しかし、そこへさらに「カテリーナ」からも花が届けられたので、「アリョーシャ」がドアを開けたとき、二等大尉はふるえる両手で花束をかかえ、いとしい子供の上に新たに花をふりかけているところでした。
彼は入ってきた「アリョーシャ」をほんのちらと見ただけでした。
それに、だれのことも見ようとせず、泣いている気のふれた妻さえ、あの大事な《かあちゃん》の顔さえ、見ようとしませんでした。
一方彼女は痛む足を必死にふんばって身を起し、死んだわが子をもっと近くで見ようと努めていました。
「ニーノチカ」は、少年たちが椅子ごと担ぎあげて、柩の近くにぴったり寄せてやりました。
彼女は柩に頭を突っ伏して坐り、どうやら、やはりひっそり泣いているようでした。
「スネギリョフ」の顔は生気を取り戻したような表情をしていましたが、それでいてなにか呆然としたような、同時にまたひどく怒ったような感じでもありました。
動作にも、口をついて出る言葉にも、何か乱心したようなものがありました。
「坊主、かわいい坊主!」
「イリューシャ」を見つめながら、のべつ彼は叫んでいました。
ただ「イリューシャ」が元気だった時分から、さもいとしそうに「坊主、かわいい坊主!」と言う癖があったのです。
「お父さん、わたしにも花をおくれよ、その子の手にあるのをちょうだい、ほら、その白い花よ、ちょうだい!」
これは(887)で「コーリャ」が病床の「イリューシャ」にあげた「車輪のついたブロンズの大砲」を《かあちゃん》がほしがったことと同じですね。
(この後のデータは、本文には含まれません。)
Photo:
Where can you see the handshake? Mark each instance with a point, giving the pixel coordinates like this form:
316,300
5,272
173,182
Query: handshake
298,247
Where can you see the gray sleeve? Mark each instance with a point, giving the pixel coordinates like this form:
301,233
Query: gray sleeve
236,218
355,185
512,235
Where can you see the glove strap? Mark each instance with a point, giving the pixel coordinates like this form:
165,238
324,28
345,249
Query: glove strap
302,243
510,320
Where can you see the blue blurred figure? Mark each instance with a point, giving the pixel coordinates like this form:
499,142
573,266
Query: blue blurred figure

気のふれた《かあちゃん》がしゃくりあげながら、頼みました。
「イリューシャ」の手に握られている小さな白いバラがひどく気に入ったのか、それともわが子の手にしている花を思い出にほしくなったのか、とにかく彼女は両手を花の方にさしのべて、身もだえはじめました。
「だれにもやらんぞ、何一つやるもんか!」
「スネギリョフ」が薄情に叫びました。